# debug ppp connections & 3G modems?

## KarlisRepsons

I'd like someone, who has been doing it enough, to post the key ideas / links for debugging ppp connections and 3G modems...

It sounds broad, perhaps is too broad, but I've been struggling with ppp and it feels like I have too little debug output, too little feeling about what's going on. Some examples follow.

A bunch of problems might exist, last one I solved was like this: semi-accidentally I found a perl code fragment, which does small chat with modem and it turned out that "ATZ+CPIN" needs to be changed for "AT+CPIN". kppp didn't show anything to guess that PIN code entering failed... This time is different: if I just browse www, no problem, but as soon as I download some big file, speed grows fast until the connection is dropped /no, frozen, see below!/. Etc, etc -- I guess, one can have lots more of problems with these connections. But how to efficiently find out what's the real cause of them?Last edited by KarlisRepsons on Sun Jun 26, 2011 8:05 am; edited 1 time in total

----------

## BradN

Sometimes there is deliberate configuration by the ISP/mobile provider to discourage large file download on limited networking resources.  Unless you know that these limits don't occur on other setups (eg, windows), it's possible the ISP is doing it themselves.

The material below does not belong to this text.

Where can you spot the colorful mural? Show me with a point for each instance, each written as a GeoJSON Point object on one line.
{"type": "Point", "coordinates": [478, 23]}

A possible workaround might be limiting your bandwidth usage using iptables or whatever it is these days, or even with program configuration (for example, wget allows limiting download speed, and if that isn't enough, it allows resuming downloads).

----------

## KarlisRepsons

 *BradN wrote:*   

> Sometimes there is deliberate configuration by the ISP/mobile provider to discourage large file download on limited networking resources.

 

Doesn't seem anything like that... Ah, my mistake above: connection isn't really dropped (as it seems at least): pppd hangs and connection is rather frozen. The easiest way to recover is: unplug USB modem and plug in again... (at least I didn't find better)

 *BradN wrote:*   

> A possible workaround might be limiting your bandwidth usage using iptables or whatever it is these days, or even with program configuration (for example, wget allows limiting download speed, and if that isn't enough, it allows resuming downloads).

 

True, $(wget -c -T10 -t50 --limit-rate=70k URL) does the trick, but it's a disgust to do so...

----------